Potentially being one, to be more exact.  I have no shame about this.  And if I had more balls, I'd go to California and get to that Mansion and I'd be a bunny, lickety-split.  But from what I've learned from "The House Bunny", I'm like, 64 in Bunny Years.  Not so good.  (Couldn't they put vaseline on the lens for me? I've heard that's a good trick).  

"The House Bunny" is one of my favorite movies.  I understand the lesson of it, but I still can't help but fantasize about the idea of what it would be like to be a Bunny.  To live in a big house, with tons of girls who are like your sisters, to have a huge swimming pool, an unlimited spending account, all the plastic surgery and personal trainers you'd want, and the adoration and obsession of pretty much of all men (whether they admit it or not).  You wake up every morning and the sun is shining; you can go shopping with your Playmates and eat lunch wherever you want; you travel to Paris or Vegas or New York with Hef on business - or pleasure! - and you're like this little goddess with a super cute wardrobe and stripper heels.   

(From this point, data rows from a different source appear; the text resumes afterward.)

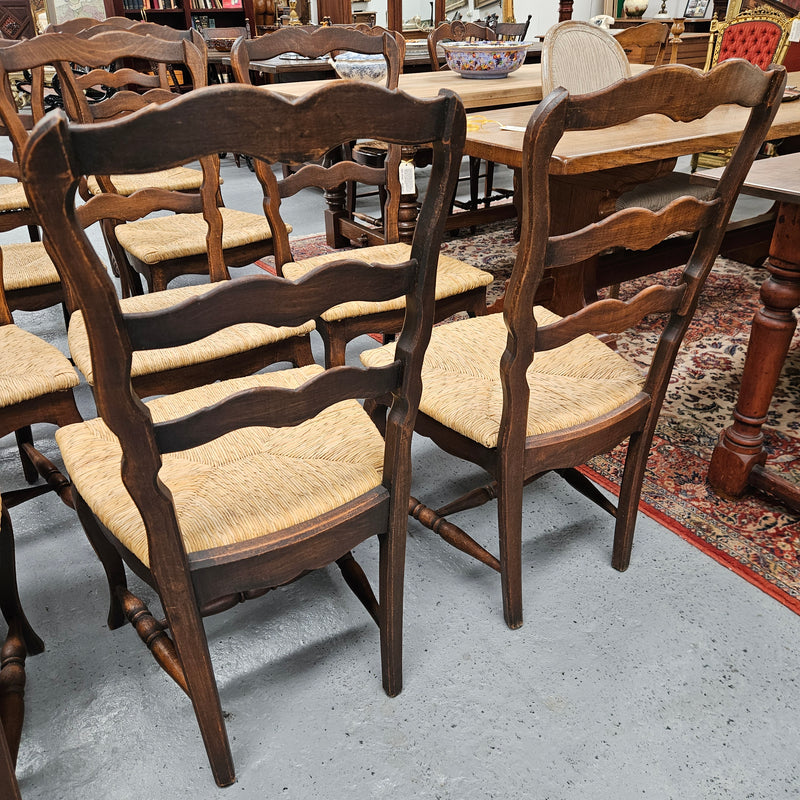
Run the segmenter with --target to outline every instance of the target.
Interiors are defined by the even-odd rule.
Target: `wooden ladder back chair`
[[[385,52],[392,59],[396,55],[394,37],[387,34],[380,37],[369,37],[338,27],[318,28],[313,33],[286,28],[258,39],[239,40],[231,51],[231,64],[236,79],[244,82],[249,81],[251,60],[274,58],[282,52],[297,52],[301,55],[312,56],[322,55],[334,49],[362,52],[361,48],[367,52]],[[390,68],[390,76],[391,74]],[[396,83],[394,85],[396,86]],[[330,162],[336,158],[346,159],[346,157],[345,149],[342,154],[328,154],[327,159]],[[409,252],[409,245],[399,241],[398,209],[401,191],[397,164],[397,154],[395,154],[394,160],[377,159],[370,162],[371,172],[364,173],[371,176],[369,180],[371,185],[386,187],[387,200],[380,230],[371,231],[367,226],[360,226],[356,222],[350,221],[348,221],[349,225],[345,225],[342,221],[344,211],[326,211],[326,228],[328,230],[341,225],[347,235],[353,238],[364,236],[362,241],[366,247],[362,249],[361,257],[369,261],[392,261],[401,257],[401,254]],[[263,166],[256,165],[256,173],[266,191],[269,183],[275,178],[266,175],[265,172],[266,169]],[[284,173],[284,175],[288,174],[289,172]],[[277,191],[281,197],[287,197],[299,188],[301,188],[300,184],[283,181]],[[330,191],[332,192],[335,188],[331,187]],[[276,224],[272,219],[270,219],[270,223]],[[285,234],[279,235],[275,227],[273,230],[276,231],[275,263],[279,274],[285,274],[293,279],[298,278],[320,264],[335,261],[341,257],[340,253],[334,252],[294,261],[289,249],[288,237]],[[486,287],[491,282],[490,273],[476,269],[458,259],[442,255],[437,272],[436,321],[447,319],[460,311],[467,311],[469,314],[475,315],[485,314]],[[325,344],[325,363],[329,366],[344,364],[347,343],[356,336],[365,333],[384,335],[398,333],[403,325],[404,314],[405,305],[402,296],[393,298],[386,303],[349,303],[346,306],[327,310],[322,317],[316,320],[317,331]]]
[[[54,22],[48,25],[45,33],[80,33],[89,28],[111,28],[113,30],[126,30],[137,25],[140,20],[129,17],[107,17],[106,19],[95,19],[94,17],[75,17],[64,22]]]
[[[177,129],[184,135],[169,135]],[[379,624],[384,687],[390,695],[400,691],[411,434],[465,130],[453,93],[422,101],[332,81],[288,101],[229,84],[106,125],[69,125],[56,112],[34,130],[26,150],[23,174],[34,207],[89,332],[99,418],[64,429],[58,444],[81,522],[106,569],[109,624],[119,627],[127,616],[190,696],[219,785],[232,783],[234,770],[203,615],[336,562]],[[124,313],[84,234],[83,208],[74,205],[81,175],[146,172],[220,150],[304,164],[362,136],[432,143],[431,189],[407,258],[375,264],[348,253],[296,282],[264,272],[221,282],[172,309]],[[161,146],[142,148],[142,141]],[[373,177],[343,162],[311,164],[288,180],[330,187]],[[274,200],[269,213],[279,212]],[[219,220],[209,239],[219,260]],[[131,389],[136,350],[178,346],[234,322],[299,325],[331,305],[398,294],[408,312],[397,357],[377,370],[287,369],[146,405]],[[387,393],[395,401],[384,440],[355,398]],[[376,534],[379,601],[350,555]],[[128,591],[123,562],[158,592],[169,634]]]
[[[643,22],[614,34],[614,39],[625,51],[629,63],[660,67],[667,52],[669,33],[669,25],[663,22]]]
[[[523,486],[555,470],[616,516],[612,564],[628,567],[648,451],[672,365],[713,266],[739,187],[780,103],[785,72],[762,72],[743,61],[710,73],[673,65],[643,73],[593,94],[548,95],[528,123],[522,167],[522,238],[502,316],[489,314],[434,330],[423,367],[417,431],[441,448],[490,473],[494,482],[432,511],[412,511],[446,541],[501,574],[509,627],[522,624]],[[565,150],[639,117],[662,114],[688,122],[717,106],[751,109],[735,155],[708,200],[676,199],[653,212],[628,208],[577,231],[550,235],[549,176]],[[647,119],[640,124],[651,125]],[[666,135],[666,134],[665,134]],[[568,142],[566,141],[568,140]],[[676,155],[680,146],[676,146]],[[613,155],[605,164],[614,166]],[[603,163],[597,163],[597,169]],[[569,269],[621,246],[642,252],[676,231],[697,234],[686,267],[674,282],[651,285],[625,302],[602,299],[560,318],[534,297],[548,273]],[[642,318],[663,315],[652,359],[632,363],[596,334],[620,334]],[[364,363],[391,361],[389,347],[368,350]],[[639,358],[639,356],[637,356]],[[644,358],[644,357],[642,357]],[[380,415],[376,410],[375,417]],[[616,509],[574,468],[628,439]],[[498,499],[499,559],[444,517]]]
[[[168,65],[181,64],[190,74],[193,86],[206,85],[206,51],[195,46],[193,40],[168,41],[125,31],[103,33],[86,40],[73,37],[69,42],[62,34],[53,41],[52,49],[57,47],[58,54],[51,60],[56,63],[62,83],[68,87],[65,90],[67,113],[81,122],[113,119],[149,103],[174,99]],[[48,49],[47,43],[43,48]],[[128,58],[153,66],[144,71],[127,66],[113,72],[104,68],[114,59]],[[75,75],[74,64],[89,67],[91,71],[86,75]],[[115,92],[107,100],[89,103],[84,90],[97,84],[110,86]],[[134,91],[133,86],[138,86],[138,91]],[[202,209],[212,202],[212,198],[216,198],[215,202],[223,209],[220,213],[225,226],[226,267],[246,266],[272,253],[271,232],[263,215],[224,208],[219,189],[218,156],[209,157],[202,166],[203,188],[195,194],[176,186],[171,173],[167,173],[166,180],[155,185],[153,176],[148,175],[142,181],[143,185],[126,185],[124,188],[120,186],[119,176],[97,176],[98,186],[106,193],[127,195],[135,192],[136,188],[154,189],[152,193],[137,196],[143,206],[147,206],[141,216],[154,211],[158,201],[164,202],[164,209],[175,212],[168,217],[149,219],[131,215],[119,224],[109,221],[104,227],[120,275],[128,276],[127,287],[123,282],[124,294],[126,288],[134,293],[140,291],[139,275],[151,291],[159,291],[179,275],[209,274]],[[212,275],[213,280],[220,277]],[[227,273],[223,277],[227,277]]]
[[[542,42],[542,95],[563,86],[587,94],[629,78],[631,67],[619,42],[589,22],[569,20],[550,28]]]
[[[428,34],[428,56],[431,61],[431,69],[434,72],[443,68],[447,69],[442,65],[444,55],[438,49],[442,42],[494,42],[496,39],[497,35],[488,25],[478,25],[476,22],[462,22],[461,20],[443,22]]]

I've wondered frequently about the future of the Playboy Empire, and what will happen to it once Hugh Hefner passes - which will be a sad day.   He worries me, he does.  I wonder if he sees his bunnies move on to bigger and better lives and if he is melancholy over it at times.  I wonder if all the bunnies who moved away end up returning to, say, celebrate holidays.  I wonder if Hef has sweaters knitted for them, or if he gives them red bikinis and antlers to replace the ears.  I wonder if he gives them dental, and what his healthcare plan is like.  Besides the whole possibility of tons of casual sex, they seem like healthy, happy girls.  There's a price for that happiness, no doubt, but I guess the question is, if they're happy, then isn't that what matters?   
 

Wednesday, July 1, 2009

Frontier


My mom and I were looking at the rows of dogs confined in their cages in the pet store tonight and none of them felt like mine, nor like it should be mine.  Maybe I had no emotional peak because I know the dog technically won't be "mine", it would be my mom's, but I would think I'd feel at least something; it'd be an addition to our family. 

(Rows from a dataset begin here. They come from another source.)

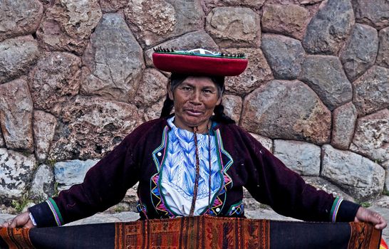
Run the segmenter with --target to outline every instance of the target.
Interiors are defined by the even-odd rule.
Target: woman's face
[[[197,127],[199,132],[205,132],[214,107],[222,101],[216,84],[207,77],[190,76],[172,92],[170,88],[169,97],[174,101],[175,125],[190,131]]]

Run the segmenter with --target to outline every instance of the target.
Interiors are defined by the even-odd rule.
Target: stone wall
[[[223,100],[239,125],[317,187],[388,188],[387,0],[4,0],[0,16],[4,206],[82,181],[158,117],[157,46],[244,53]]]

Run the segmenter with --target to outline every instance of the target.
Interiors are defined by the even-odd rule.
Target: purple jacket
[[[165,119],[136,128],[86,174],[82,184],[29,208],[38,226],[61,226],[106,210],[137,182],[141,218],[175,217],[159,185],[170,129]],[[334,198],[303,179],[236,124],[212,128],[224,179],[207,213],[242,217],[243,186],[276,212],[304,221],[352,221],[358,205]],[[341,204],[341,205],[339,205]]]

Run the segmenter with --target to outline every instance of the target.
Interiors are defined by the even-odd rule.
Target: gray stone
[[[33,102],[26,81],[0,85],[0,124],[7,148],[32,153]]]
[[[237,95],[224,95],[222,104],[224,107],[225,115],[239,124],[242,112],[242,98]]]
[[[350,81],[354,81],[374,64],[378,50],[377,31],[368,26],[356,23],[341,53],[341,61]]]
[[[386,168],[385,170],[385,191],[386,192],[389,191],[389,169]],[[388,201],[386,201],[386,207],[389,208],[389,196],[388,197]]]
[[[40,110],[33,112],[35,156],[39,162],[43,162],[47,159],[56,125],[57,120],[52,115]]]
[[[218,47],[215,42],[209,34],[204,31],[190,32],[185,33],[175,39],[169,40],[156,47],[162,47],[165,48],[174,48],[180,50],[191,50],[194,48],[204,48],[209,51],[217,51]],[[156,48],[155,47],[155,48]],[[154,66],[152,64],[153,48],[150,48],[145,52],[145,59],[146,65],[148,67]]]
[[[165,100],[168,81],[158,70],[146,69],[136,92],[135,104],[140,107],[150,106],[161,99]]]
[[[39,55],[38,43],[31,36],[0,43],[0,84],[27,72]]]
[[[261,43],[259,16],[249,8],[213,9],[205,30],[222,48],[258,47]]]
[[[164,100],[165,98],[162,98],[151,105],[140,107],[140,112],[143,112],[142,121],[149,121],[160,117]]]
[[[204,27],[204,12],[198,1],[130,0],[124,13],[142,47]]]
[[[387,0],[353,0],[356,21],[380,29],[389,26]]]
[[[81,92],[128,102],[145,68],[142,48],[119,14],[106,14],[83,55]]]
[[[359,116],[389,107],[389,69],[373,66],[353,86],[353,102]]]
[[[318,176],[320,174],[318,146],[293,140],[274,140],[274,156],[302,176]]]
[[[58,115],[61,105],[78,93],[81,60],[63,52],[43,55],[30,72],[30,89],[34,106]]]
[[[241,125],[272,139],[329,142],[331,112],[303,83],[272,80],[248,95]]]
[[[353,97],[351,84],[337,57],[306,56],[301,80],[317,93],[331,110],[349,102]]]
[[[101,18],[98,0],[51,1],[46,6],[36,36],[48,51],[74,52],[81,55]]]
[[[385,170],[357,154],[323,146],[321,175],[358,199],[366,200],[380,193]]]
[[[224,6],[248,6],[259,9],[264,2],[265,0],[207,0],[202,1],[202,4],[208,13],[213,8]]]
[[[249,65],[243,73],[239,76],[226,78],[225,87],[227,92],[243,97],[273,79],[271,70],[261,49],[229,48],[226,50],[226,53],[243,53],[249,59]]]
[[[389,110],[358,119],[350,149],[383,166],[389,162]]]
[[[53,196],[54,191],[53,167],[46,164],[40,165],[33,175],[28,197],[42,201]]]
[[[6,142],[3,138],[3,132],[1,132],[1,125],[0,125],[0,148],[6,147]]]
[[[89,169],[93,166],[98,160],[86,161],[69,160],[58,161],[54,164],[54,178],[58,183],[59,191],[69,189],[74,184],[83,181],[85,175]]]
[[[317,189],[323,190],[328,194],[332,194],[334,196],[338,196],[345,200],[355,202],[355,199],[353,196],[345,193],[341,188],[323,178],[316,176],[304,176],[303,178],[305,182],[314,186]]]
[[[38,28],[43,7],[38,0],[4,0],[0,4],[0,41],[33,33]]]
[[[26,194],[36,164],[33,154],[0,148],[0,199],[2,203]]]
[[[271,139],[255,133],[250,133],[250,134],[253,136],[254,138],[255,138],[258,142],[259,142],[264,147],[265,147],[270,152],[273,153],[273,140],[271,140]]]
[[[141,121],[133,105],[83,96],[69,101],[61,117],[49,153],[57,161],[100,158]]]
[[[299,41],[283,36],[264,34],[261,44],[275,78],[294,80],[297,78],[305,55]]]
[[[352,102],[338,107],[333,112],[331,144],[339,149],[348,149],[357,120],[356,108]]]
[[[266,4],[264,8],[262,31],[291,36],[301,40],[310,16],[308,11],[296,4]]]
[[[354,25],[350,0],[324,2],[308,25],[303,46],[308,53],[336,55]]]
[[[377,55],[377,65],[389,68],[389,27],[379,33],[380,46]]]
[[[100,6],[103,13],[117,12],[128,4],[128,0],[100,0]]]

And it occurred to me that maybe this is why people have their own children, and don't adopt.   Because if they adopt, there's this little person that is not technically theirs, and doesn't have their blood, and doesn't have their smell, and doesn't look like them, and doesn't really resemble them.  I think we all seek to obtain the things and the people that are reflections of ourselves, somehow, but maybe there's a point at which you stop trying to see yourself out there.  What does it feel like to go about life and seek the truly unknown?   To go where you don't see yourself?  

I don't know what that leads to, and I don't know how to begin to list the different ways in which this manifests, aside from children and the decision to adopt or not to adopt, or to have kids, at all.  

I've never been a person to step up to bat and say Okay, this is a duty, and I'll just do it.  I have always counted my feelings on the matter, sometimes so heavily that I've talked myself out of duties, or outright shunned them.  So I'm amazed at the idea of people who take something like a phrase from the Bible, and interpret it as God's suggestion that they should adopt, and then they do adopt, and they do it merely because another life needs them.  This is so foreign a concept to me that I can actually feel my neurons firing when imagining what that might feel like.